On Monday, Sept. 28, Cloudera unveiled RecordService, which allows for singular security management across multiple Hadoop data access apps. In addition, the company detailed a second product called Kudu, which helps combine fast analytics and data updates.
Kudu and RecordService are currently in beta. They are being offered for free as open source apps, and are to be donated to the Apache Software Foundation eventually.
Kudu is a high-speed storage engine that bridges HBase (an open source, non-relational database) and HDFS (Hadoop Distributed File System). "Kudu is the culmination of a three-year R&D effort," said Matt Brandwein, director of product marketing at Cloudera.
Without Kudu, HBase and HDFS are hobbled by limitations. HDFS cannot change data once it is written, though it can append data to files. Updating means deleting and re-adding the files, Brandwein said. HBase is designed for rapid updating, but "it's not good for analytics."
Kudu "enables the combination of updating and analytics," he said. It also simplifies Hadoop architecture by reducing two workloads down to one, while still keeping the strengths of HDFS (storage) and HBase (building online applications). Bridging these two will permit the construction of a real-time online dashboard.
RecordService provides consistent security management across different data access apps, like Spark, Hive, and Impala. The challenge is that each has its own set of security guarantees when used without RecordService. Impala and Hive require control of "fine-grained data," while Spark gets by on coarser data security over rows and columns, Brandwein explained.
To solve this challenge, RecordService "sits between storage in Hadoop and accesses all engines in Hadoop." It brokers data requests, looking up permissions in Apache Sentry and presenting only the data the user is allowed to see. "In effect, it brings universal access control and enforcement to the system."
As a result, there are no loopholes a person could exploit by switching from one form of search to another. Each must follow the same pathway, passing through RecordService's filter.
[Learn more about what Cloudera is doing to advance Hadoop. See Cloudera Sees Spark Emerging As Hadoop Engine.]
Hadoop customers want to store and analyze data on one platform, and use one architecture instead of different architectures on different servers. Completing that singular platform is the challenge. "The pieces are there," Brandwein said. It is more a question of Hadoop reaching maturity, where those pieces are all in their proper place, working together.
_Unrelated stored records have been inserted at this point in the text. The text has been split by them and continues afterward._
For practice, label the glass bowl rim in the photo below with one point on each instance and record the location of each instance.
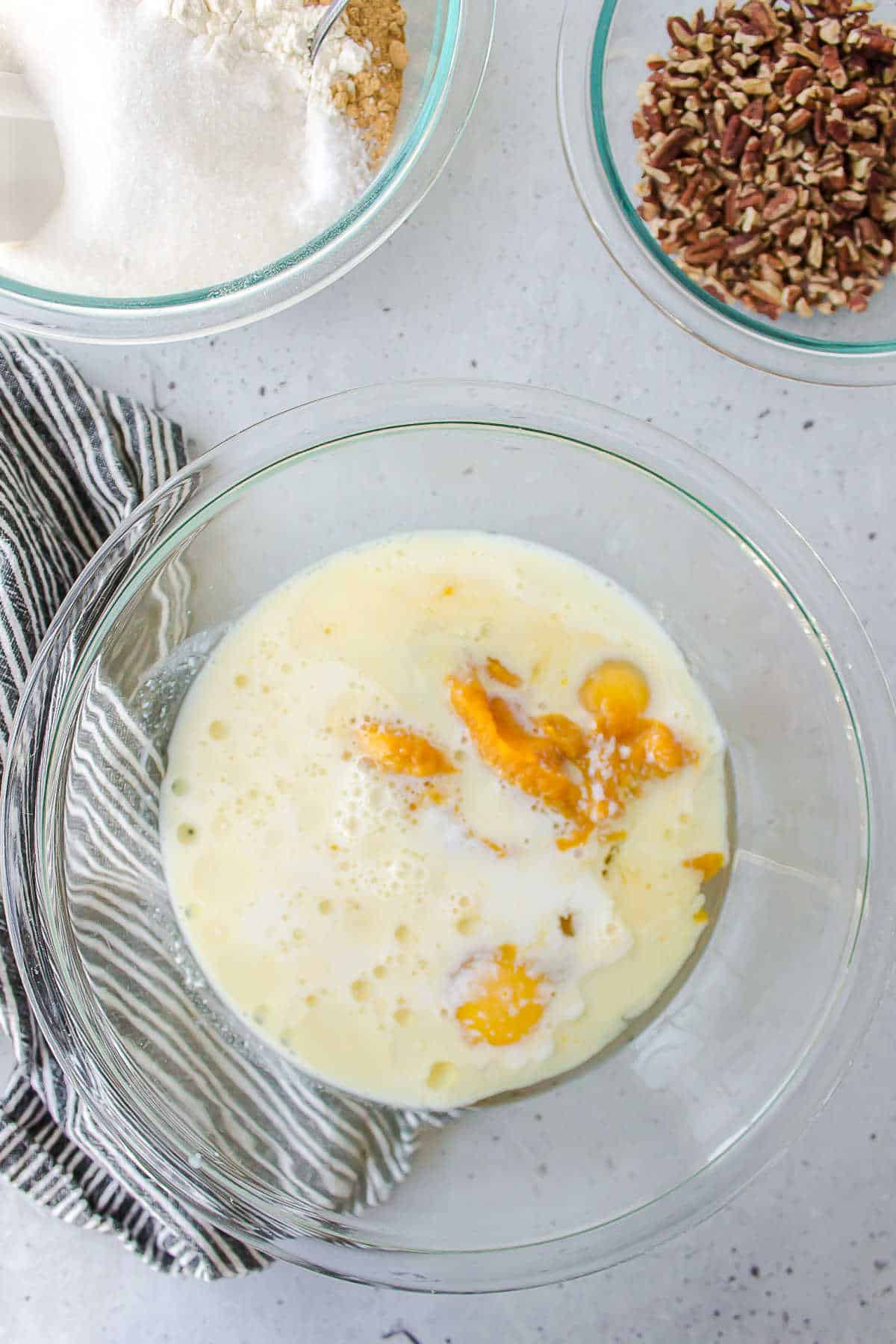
(454, 78)
(578, 425)
(618, 225)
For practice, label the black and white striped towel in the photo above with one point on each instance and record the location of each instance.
(73, 464)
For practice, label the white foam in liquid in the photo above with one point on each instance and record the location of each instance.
(349, 912)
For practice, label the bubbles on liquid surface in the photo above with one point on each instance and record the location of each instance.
(441, 1075)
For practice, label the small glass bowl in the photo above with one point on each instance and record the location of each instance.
(449, 43)
(699, 1095)
(601, 62)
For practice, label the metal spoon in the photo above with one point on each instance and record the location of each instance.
(324, 25)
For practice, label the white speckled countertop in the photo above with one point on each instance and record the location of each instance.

"Hadoop is rapidly completing. I don't think we are there yet," he said. "The vision is not Hadoop being another database. We are reinventing how analytics are done."
Hadoop began life as a way to store and process big data.
Its most common use is ETL (extract, transform, and load), according to a recent study done by AtScale. Now the goal is to provide "an end-to-end analysis chain," collecting data in one place and working with it in multiple ways, Brandwein said.